Vaccine Candidate | Immunogen Type | Clinical Phase |
---|---|---|
Inactivated vaccine | Inactivated whole-virus | 3 |
CornaVac | Formalin-inactivated virus | 3 |
mRNA-1273 | Transcript for perfusion-stabilized SARS-CoV-2 spike trimer | 3 |
Ad5-nCoV | Replication-defective human type 5 adenovirus encoding SARS-CoV-2 spike protein | 3 |
BCG | Bacillus Calmette-Guerin (BCG) live attenuated vaccine (Live-attenuated strain derived from Mycobacterium Bovis) | 2/3 |
AZD1222/Covishield | Chimpanzee adeno-vector encoding codon-optimized full-length SARS-CoV-2 spike protein | 2/3 |
BNT162b1 | Lipid nanoparticle-formulated nucleoside-modified mRNA vaccine encoding the RBD trimer of SARS-CoV-2 spike protein | 2/3 |
Monoclonal antibody drugs would clearly fill a void in COVID treatment, even after an effective vaccine is developed. This is true for sections of the population failing to respond robustly and appropriately to a vaccination schedule, the immunocompromised, and for those with pre-existent conditions making them vulnerable to critical illness, including but not limited to, cancer, COPD, chronic kidney disease, obesity, heart disease, and Type 2 diabetes.
Results from a new study available on the
preprint server medRxiv, provide further impetus for the therapeutic use of recombinant
monoclonal antibodies with neutralizing activity against SARS-CoV-2.

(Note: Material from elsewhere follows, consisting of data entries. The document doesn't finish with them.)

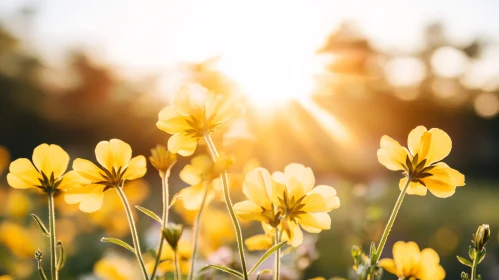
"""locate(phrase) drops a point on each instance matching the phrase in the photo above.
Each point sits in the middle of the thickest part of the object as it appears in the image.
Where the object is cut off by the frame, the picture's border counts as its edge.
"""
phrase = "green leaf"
(266, 255)
(62, 255)
(41, 225)
(149, 213)
(464, 261)
(118, 242)
(222, 268)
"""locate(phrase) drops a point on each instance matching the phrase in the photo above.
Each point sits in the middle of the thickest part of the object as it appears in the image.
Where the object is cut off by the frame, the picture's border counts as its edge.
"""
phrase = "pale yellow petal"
(259, 242)
(248, 210)
(23, 174)
(190, 100)
(437, 145)
(299, 179)
(137, 168)
(414, 139)
(50, 159)
(414, 187)
(392, 155)
(170, 121)
(388, 265)
(321, 199)
(257, 187)
(88, 170)
(184, 145)
(315, 222)
(93, 201)
(113, 154)
(190, 175)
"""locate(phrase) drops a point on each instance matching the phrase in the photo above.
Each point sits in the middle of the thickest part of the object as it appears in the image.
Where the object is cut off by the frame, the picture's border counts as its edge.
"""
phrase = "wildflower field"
(185, 155)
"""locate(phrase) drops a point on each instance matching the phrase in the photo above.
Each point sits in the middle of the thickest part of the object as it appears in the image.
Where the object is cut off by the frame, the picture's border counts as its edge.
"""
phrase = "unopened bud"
(161, 158)
(172, 233)
(481, 236)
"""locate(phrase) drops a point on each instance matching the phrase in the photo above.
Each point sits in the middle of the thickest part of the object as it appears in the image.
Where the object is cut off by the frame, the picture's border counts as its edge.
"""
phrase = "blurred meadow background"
(322, 81)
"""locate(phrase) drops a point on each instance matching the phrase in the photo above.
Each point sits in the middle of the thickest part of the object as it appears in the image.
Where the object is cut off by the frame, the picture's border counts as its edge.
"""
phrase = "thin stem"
(53, 252)
(166, 198)
(133, 230)
(228, 202)
(277, 262)
(196, 231)
(177, 275)
(473, 269)
(389, 225)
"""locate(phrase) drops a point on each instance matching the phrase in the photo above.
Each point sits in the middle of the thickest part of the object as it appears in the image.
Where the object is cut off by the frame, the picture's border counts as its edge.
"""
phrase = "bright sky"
(154, 34)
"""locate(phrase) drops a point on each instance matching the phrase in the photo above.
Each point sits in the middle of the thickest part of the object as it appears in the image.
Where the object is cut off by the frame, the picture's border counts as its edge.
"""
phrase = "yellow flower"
(288, 200)
(51, 161)
(116, 166)
(421, 162)
(413, 264)
(115, 267)
(161, 158)
(194, 113)
(200, 175)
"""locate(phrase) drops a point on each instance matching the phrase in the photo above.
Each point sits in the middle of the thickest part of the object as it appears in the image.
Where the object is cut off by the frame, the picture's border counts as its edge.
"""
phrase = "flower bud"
(161, 158)
(172, 233)
(481, 236)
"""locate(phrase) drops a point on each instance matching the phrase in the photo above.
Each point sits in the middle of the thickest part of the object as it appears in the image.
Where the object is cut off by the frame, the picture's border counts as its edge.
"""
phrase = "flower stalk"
(391, 221)
(133, 230)
(196, 231)
(277, 262)
(53, 251)
(228, 202)
(166, 201)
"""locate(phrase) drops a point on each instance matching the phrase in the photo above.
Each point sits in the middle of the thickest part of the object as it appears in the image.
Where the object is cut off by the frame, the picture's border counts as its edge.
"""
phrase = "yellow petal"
(88, 170)
(137, 168)
(407, 258)
(192, 196)
(391, 154)
(248, 210)
(257, 187)
(50, 159)
(259, 242)
(436, 145)
(183, 145)
(93, 201)
(414, 139)
(388, 265)
(170, 121)
(414, 188)
(23, 174)
(315, 222)
(321, 199)
(296, 238)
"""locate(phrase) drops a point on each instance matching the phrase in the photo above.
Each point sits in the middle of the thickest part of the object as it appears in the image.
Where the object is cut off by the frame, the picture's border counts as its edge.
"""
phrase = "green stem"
(473, 269)
(53, 254)
(196, 231)
(177, 275)
(389, 225)
(166, 198)
(133, 230)
(228, 202)
(277, 262)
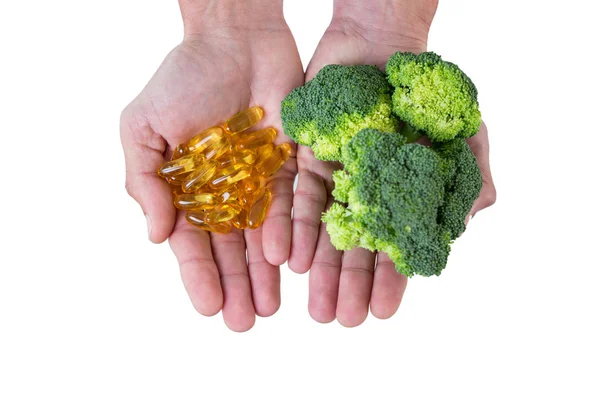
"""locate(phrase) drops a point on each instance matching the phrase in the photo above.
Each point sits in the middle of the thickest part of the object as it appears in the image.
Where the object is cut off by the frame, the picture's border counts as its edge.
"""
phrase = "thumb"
(143, 150)
(480, 146)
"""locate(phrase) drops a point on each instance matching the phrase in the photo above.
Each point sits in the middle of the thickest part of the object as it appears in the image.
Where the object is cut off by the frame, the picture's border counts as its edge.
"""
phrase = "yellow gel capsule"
(176, 180)
(179, 152)
(217, 149)
(258, 210)
(195, 201)
(254, 140)
(230, 194)
(240, 221)
(247, 156)
(199, 219)
(270, 165)
(249, 185)
(244, 120)
(204, 139)
(222, 213)
(177, 190)
(229, 176)
(199, 177)
(264, 152)
(180, 166)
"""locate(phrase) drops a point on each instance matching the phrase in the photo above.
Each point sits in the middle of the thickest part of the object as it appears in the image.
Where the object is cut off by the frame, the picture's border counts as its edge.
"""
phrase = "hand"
(217, 70)
(343, 285)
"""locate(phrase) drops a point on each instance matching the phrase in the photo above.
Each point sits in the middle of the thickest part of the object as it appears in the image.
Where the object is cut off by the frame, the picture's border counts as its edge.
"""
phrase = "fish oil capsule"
(195, 201)
(246, 199)
(180, 166)
(217, 149)
(176, 180)
(270, 165)
(229, 176)
(247, 156)
(199, 219)
(179, 152)
(254, 140)
(240, 221)
(258, 210)
(177, 190)
(222, 213)
(231, 194)
(244, 120)
(199, 177)
(264, 152)
(204, 139)
(251, 184)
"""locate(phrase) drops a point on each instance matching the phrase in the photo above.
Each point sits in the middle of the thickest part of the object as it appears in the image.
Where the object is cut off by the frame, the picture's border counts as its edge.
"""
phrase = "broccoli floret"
(403, 199)
(331, 108)
(433, 96)
(462, 187)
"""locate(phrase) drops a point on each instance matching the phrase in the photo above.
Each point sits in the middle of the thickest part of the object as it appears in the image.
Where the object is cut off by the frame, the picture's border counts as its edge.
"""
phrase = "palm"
(344, 285)
(202, 82)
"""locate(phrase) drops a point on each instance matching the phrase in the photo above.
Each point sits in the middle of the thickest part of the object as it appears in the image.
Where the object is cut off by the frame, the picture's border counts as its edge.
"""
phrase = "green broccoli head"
(433, 96)
(331, 108)
(403, 199)
(462, 187)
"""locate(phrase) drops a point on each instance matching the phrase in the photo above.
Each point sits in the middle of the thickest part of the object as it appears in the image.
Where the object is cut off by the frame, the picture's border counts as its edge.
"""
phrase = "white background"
(89, 309)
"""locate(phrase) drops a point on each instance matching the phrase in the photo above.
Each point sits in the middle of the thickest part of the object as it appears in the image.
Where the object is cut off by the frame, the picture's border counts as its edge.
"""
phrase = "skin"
(344, 285)
(239, 54)
(225, 64)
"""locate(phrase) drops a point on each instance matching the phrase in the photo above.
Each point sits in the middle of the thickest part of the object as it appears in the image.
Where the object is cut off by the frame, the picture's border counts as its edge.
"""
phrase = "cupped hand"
(210, 76)
(344, 285)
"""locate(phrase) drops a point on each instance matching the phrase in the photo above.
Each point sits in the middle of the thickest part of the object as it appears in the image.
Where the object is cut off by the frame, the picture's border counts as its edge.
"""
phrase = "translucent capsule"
(222, 213)
(229, 195)
(258, 210)
(217, 149)
(271, 164)
(179, 152)
(176, 180)
(251, 184)
(180, 166)
(244, 120)
(205, 139)
(264, 152)
(200, 176)
(240, 221)
(246, 199)
(254, 140)
(195, 201)
(246, 156)
(229, 176)
(199, 219)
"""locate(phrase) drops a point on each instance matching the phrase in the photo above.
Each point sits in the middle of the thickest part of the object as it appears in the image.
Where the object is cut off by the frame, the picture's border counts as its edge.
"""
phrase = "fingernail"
(149, 222)
(468, 219)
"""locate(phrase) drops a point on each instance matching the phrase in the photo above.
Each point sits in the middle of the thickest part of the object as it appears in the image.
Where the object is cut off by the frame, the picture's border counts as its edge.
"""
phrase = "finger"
(309, 203)
(198, 270)
(324, 278)
(277, 228)
(388, 288)
(356, 280)
(143, 155)
(264, 277)
(481, 149)
(229, 251)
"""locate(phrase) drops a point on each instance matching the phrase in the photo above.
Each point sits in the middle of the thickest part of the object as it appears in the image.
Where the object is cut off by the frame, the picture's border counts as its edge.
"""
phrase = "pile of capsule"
(219, 176)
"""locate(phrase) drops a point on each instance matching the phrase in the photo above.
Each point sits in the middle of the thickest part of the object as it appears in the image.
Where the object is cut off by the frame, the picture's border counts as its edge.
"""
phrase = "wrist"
(400, 24)
(200, 15)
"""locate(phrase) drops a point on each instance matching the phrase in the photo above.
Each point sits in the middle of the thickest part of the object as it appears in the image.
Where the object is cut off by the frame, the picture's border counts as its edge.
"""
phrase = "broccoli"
(407, 200)
(331, 108)
(433, 96)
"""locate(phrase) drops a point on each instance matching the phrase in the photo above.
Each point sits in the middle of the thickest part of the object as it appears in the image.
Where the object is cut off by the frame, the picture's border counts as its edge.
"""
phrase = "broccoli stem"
(411, 134)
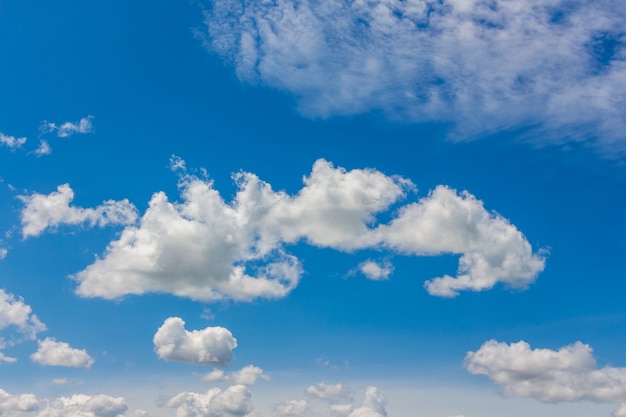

This new study documents findings from a SARS-CoV-2 outbreak with
“high attack rate”, above 85%, occurring on a Seattle
fishing vessel.
Out of 122 crew members, only 3 people remained without
illness. Importantly, these three individuals were seropositive,
with
anti-SARS-CoV-2 neutralizing antibodies, prior to the outbreak. Based on their findings, investigators
believe that this study may provide the "first direct evidence"
correlating the presence of neutralizing antibodies with protection
against SARS-CoV-2 in humans.
Previous success by Regeneron, in developing an effective recombinant monoclonal antibody therapy for Ebola, further supports this therapeutic strategy. Regeneron's REGN-EB3, consisting of a cocktail of three fully-human antibodies, was highly effective when given soon after Ebola infection leading to a ~90% survival rate.